The political drama over the opening up of the retail sector to foreign investment is significant, not on account of whatever might happen to the immediate issue, but for what it says about the prospects of any kind of economic reform. In and of itself, the opening up of the retail sector is not hugely important, except as a signal that the government is still capable of taking decisions. This is not a time when businesses in the West is looking to make large investments anywhere. Retailers in many countries (like France’s Carrefour, which so far has opened all of one outlet in India) have troubles in their home markets, which are not buoyant.
The conditions for entry into India are onerous — you cannot go in step by step but have to commit the equivalent of Rs 500 crore up front, invest half of it in backend facilities, buy 30 per cent of throughput from small and medium enterprises, and have access to only half of the large cities in the country, where real estate costs are unnaturally high. Single-brand retailers like Ikea may be more likely to take the plunge. In short, anyone who thinks that Walmart, Tesco, Metro and the others are about to throw millions out of jobs and shut down thousands of small retail outlets is indulging in scare scenarios far removed from reality. Bata, please remember, has been in existence for decades but most Indians buy their shoes elsewhere. Reliance, Bharti, Birla and Tata are all in the retail business already, and they don’t have the restrictions stipulated for foreign retailers who might want to come in; so why don’t these Indian corporate giants pose a threat to small retailers? The blunt truth is there is a lot of humbug being dished out, not least by the duplicitous Bharatiya Janata Party, which was in favour of opening it up in 2004 (when it saw itself as the party of government). In 2009, after it had become the party in opposition, it reversed its position.
The real message is that it has become impossible to reform India.
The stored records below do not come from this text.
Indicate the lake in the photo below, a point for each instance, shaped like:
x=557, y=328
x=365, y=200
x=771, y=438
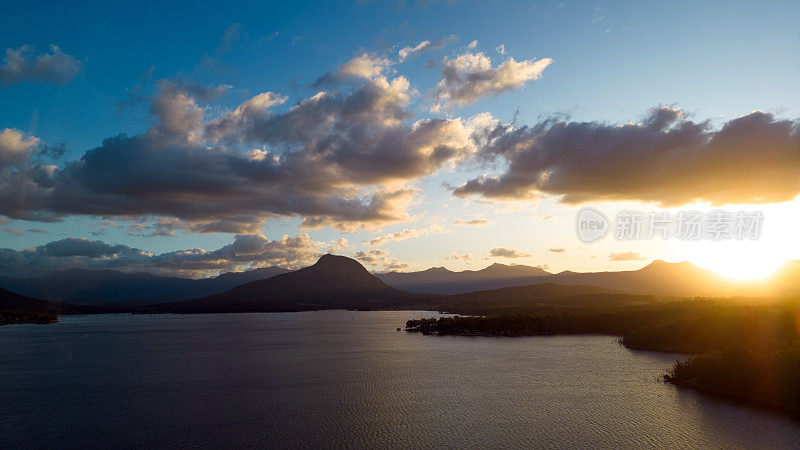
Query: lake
x=346, y=379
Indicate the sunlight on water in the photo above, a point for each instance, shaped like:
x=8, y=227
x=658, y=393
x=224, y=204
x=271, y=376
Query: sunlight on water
x=347, y=379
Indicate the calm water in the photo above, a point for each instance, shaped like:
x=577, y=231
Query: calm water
x=341, y=378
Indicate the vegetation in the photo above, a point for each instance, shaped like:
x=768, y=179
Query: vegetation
x=749, y=350
x=12, y=316
x=768, y=377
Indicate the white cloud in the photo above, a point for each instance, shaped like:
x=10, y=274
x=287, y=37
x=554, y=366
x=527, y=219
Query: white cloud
x=471, y=76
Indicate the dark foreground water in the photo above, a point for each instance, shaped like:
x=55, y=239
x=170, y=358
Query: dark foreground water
x=346, y=379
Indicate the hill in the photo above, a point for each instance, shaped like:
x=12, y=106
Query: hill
x=332, y=282
x=15, y=308
x=546, y=297
x=438, y=280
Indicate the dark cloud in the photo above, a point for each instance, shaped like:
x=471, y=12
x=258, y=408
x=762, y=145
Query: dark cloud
x=244, y=252
x=21, y=65
x=332, y=159
x=506, y=252
x=666, y=158
x=473, y=222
If an innocuous decision on retail creates near-unanimous opposition, including from members of the ruling alliance and important people in the Congress itself, what prospects can there possibly be for labour reform, or cutting out the waste in all the government boondoggles dished out in the name of poverty alleviation? Jairam Ramesh as the minister for rural development may target Uttar Pradesh for waste and scams in government programmes, but everyone knows that the problem is not confined to one state; yet, without reforming delivery systems, the government is busy thinking up yet more boondoggles. The result is a fiscal mess that cannot be cleaned up, in part because every economic issue becomes the subject of competitive political posturing, and long-overdue initiatives like the goods and services tax are stuck in Centre-state parleys. The larger message is that India’s political class has no time for economic reform, and no understanding of the need for it in an uncertain world where China becomes more powerful day by day on the strength of its superior economic performance. Talk of short-sighted political elites.